Сейчас ты приходишь в СМИ и тебе говорят: «Одно дело про Снегирёва-писателя статья, у которого книжки продаются, другое дело — про Снегирёва-поэта. Поэзия вообще не наш жанр, мы не очень разбираемся». У поэзии нет медиа площадок, которые о ней бы писали, поэтому делёж этого маленького поля деятельности вызывает только слёзы.
Анна Русс: Никто же не понимает, что такое стихи. Люди спрашивают: «Кто ты? Поэт? Как кто? Как Есенин? Как Маяковский? Как Пушкин, может быть? Ах, ты поэт-есса! Ты, наверное, поэт-есса, как Цветаева или как Ахматова? Не много ли ты о себе возомнила?».
У нас не доверяют поэтам. Людям кажется, что поэты — это те, кого они в школе проходили. И тот факт, что есть конкурсы и соревнования поэтов, и победители ездят за границу выступать, вызывает вопрос: «Да? И с поэзией можно?». Мы — как пропавшие на необитаемом острове: ракетой в воздух стреляем, а нам с корабля кричат: «Кто там сидит? Поэты? Надо же, как любопытно». Есть уникальные случаи, как Вера Полозкова, которая и стихи прекрасно пишет, и аудиторию огромную собирает на концертах, но это один случай на миллион.

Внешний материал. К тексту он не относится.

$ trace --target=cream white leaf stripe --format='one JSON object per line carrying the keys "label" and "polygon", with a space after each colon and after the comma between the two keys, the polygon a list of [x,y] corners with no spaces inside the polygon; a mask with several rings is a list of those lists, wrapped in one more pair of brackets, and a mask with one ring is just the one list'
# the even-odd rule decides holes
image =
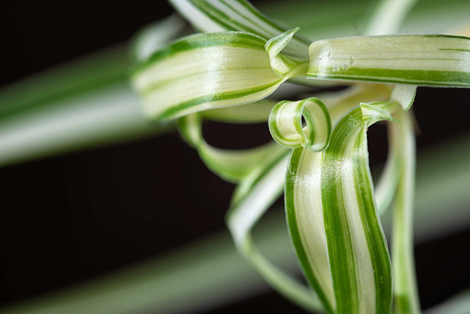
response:
{"label": "cream white leaf stripe", "polygon": [[[249,106],[246,109],[249,112],[253,111],[256,115],[256,106]],[[218,117],[219,114],[216,116]],[[288,150],[274,142],[240,151],[213,147],[202,136],[202,113],[193,113],[180,118],[179,130],[188,143],[197,150],[209,169],[221,177],[238,183],[227,216],[237,248],[280,293],[306,309],[321,310],[321,303],[313,291],[269,262],[256,249],[251,239],[251,229],[282,193]],[[247,121],[235,120],[235,122]]]}
{"label": "cream white leaf stripe", "polygon": [[271,142],[245,150],[222,149],[208,144],[202,133],[200,113],[193,113],[178,120],[180,133],[188,143],[197,150],[201,159],[212,172],[227,181],[238,183],[250,175],[260,165],[273,156],[285,153],[286,150]]}
{"label": "cream white leaf stripe", "polygon": [[[284,36],[291,37],[292,32]],[[279,60],[281,55],[270,62],[271,46],[265,50],[267,42],[241,32],[197,34],[156,51],[137,67],[133,76],[134,88],[143,96],[146,114],[151,118],[171,119],[253,102],[270,94],[288,78],[305,73],[306,63]],[[273,48],[280,50],[276,45]]]}
{"label": "cream white leaf stripe", "polygon": [[390,126],[397,162],[401,164],[400,183],[393,206],[392,258],[395,314],[419,314],[413,252],[413,197],[415,194],[415,144],[414,119],[410,113],[397,112],[402,123]]}
{"label": "cream white leaf stripe", "polygon": [[[246,32],[267,40],[288,30],[245,0],[170,0],[170,2],[196,28],[202,32]],[[311,42],[308,39],[294,35],[284,53],[307,57]]]}
{"label": "cream white leaf stripe", "polygon": [[[392,93],[412,100],[400,88]],[[374,202],[365,132],[377,121],[395,121],[391,113],[401,110],[400,105],[409,103],[361,104],[339,120],[324,152],[301,147],[291,155],[285,193],[288,224],[304,274],[328,313],[390,310],[391,265]],[[333,116],[335,121],[340,116]]]}
{"label": "cream white leaf stripe", "polygon": [[[302,117],[306,125],[302,125]],[[331,119],[326,106],[317,98],[282,101],[269,116],[269,130],[278,143],[289,148],[301,146],[316,152],[329,143]]]}
{"label": "cream white leaf stripe", "polygon": [[470,38],[441,34],[318,40],[307,78],[470,87]]}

У нас в целом ценят тексты, но пока не научились понимать, за что. Пока залы собирают те, кто пишет ужасные стихи, пока кто-то готов за это платить и на это ходить, у поэзии ничего не получится. Человек, который идёт на поэтический вечер, должен быть готов, что его не будут забавлять, не будут развлекать, не будут стараться ему понравиться и не вывалят роскошные «буфера» в декольте. Он должен быть готов к тому, что на сцене будет стоять человек, может быть, не слишком привлекательный, немолодой, не самый опрятный, что, может быть, от его стихов где-то засвербит или они будут непонятны. Если человек готов на это идти, то тогда у поэзии что-то получится. Я готова, многие мои знакомые готовы, но это пока капля в море.